Yaptığımız ya da yapacağımız iş ne olursa olsun samimiyetle sarılır ve sonuca odaklı çalışırsak mutlaka başarılı olabileceğiz. Ama bu bütün işlerimiz için böyledir. Önce inanacağız sonra da dört elle halis bir şekilde işimizi ne şekilde yapacağımız konusunda kendimize bir rota çizersek mutlaka istediğimiz sonucu elde edebiliriz.
Yapacağımız iş çok basit bir iş de olsa eğer hafife alır da umursamaz davranırsak başarı beklemeye de hakkımız olmaz. Kesinlikle azimli ve ihlaslı bir işin başarısızlıkla sonuçlanması mümkün değildir. Olsa da olur olmasa da olur düşüncesiyle bir işe başlarsak başarıya ulaşmamız da çok zor olacaktır.

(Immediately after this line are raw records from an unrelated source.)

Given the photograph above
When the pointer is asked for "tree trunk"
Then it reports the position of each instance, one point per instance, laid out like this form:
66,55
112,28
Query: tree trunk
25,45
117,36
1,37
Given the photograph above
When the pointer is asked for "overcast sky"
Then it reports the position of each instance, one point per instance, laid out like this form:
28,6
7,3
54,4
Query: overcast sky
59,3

Tabiî ki grup halinde yapılan işlerde ihlasın ve gayretin önemi daha da farklı olacaktır. Hepimizin bildiği gibi bir futbol maçında kalecinin bir forvet gibi oynaması beklenemez ve anormal bir durumdur. Forvetin görevi gol atmak, kalecinin görevi gol yememektir. Maça çıkarken bunun bilincinde olan takımın her ferdi üzerine düşeni yapar ve samimiyetle maça odaklanırsa tabiî ki de başarı kaçınılmaz olacaktır.
Eskiden imece usulü halkımız arasında bir yardımlaşma biçimi idi. Burada insanlar yapacakları her iş için samimiyet ve azimle birbirlerine yardım ederler ve neticesinde tek başlarına çok üzün sürede yapabilecekleri ya da tek başlarına yapamayacakları işleri kolayca halledebilirlerdi.
Sözün özü işimiz ne olursa olsun hırsa kapılmadan ancak ihlas ve azimle işimizi yapmaya çalışmalıyız, gerisi zaten başarıya açılan kapıdır.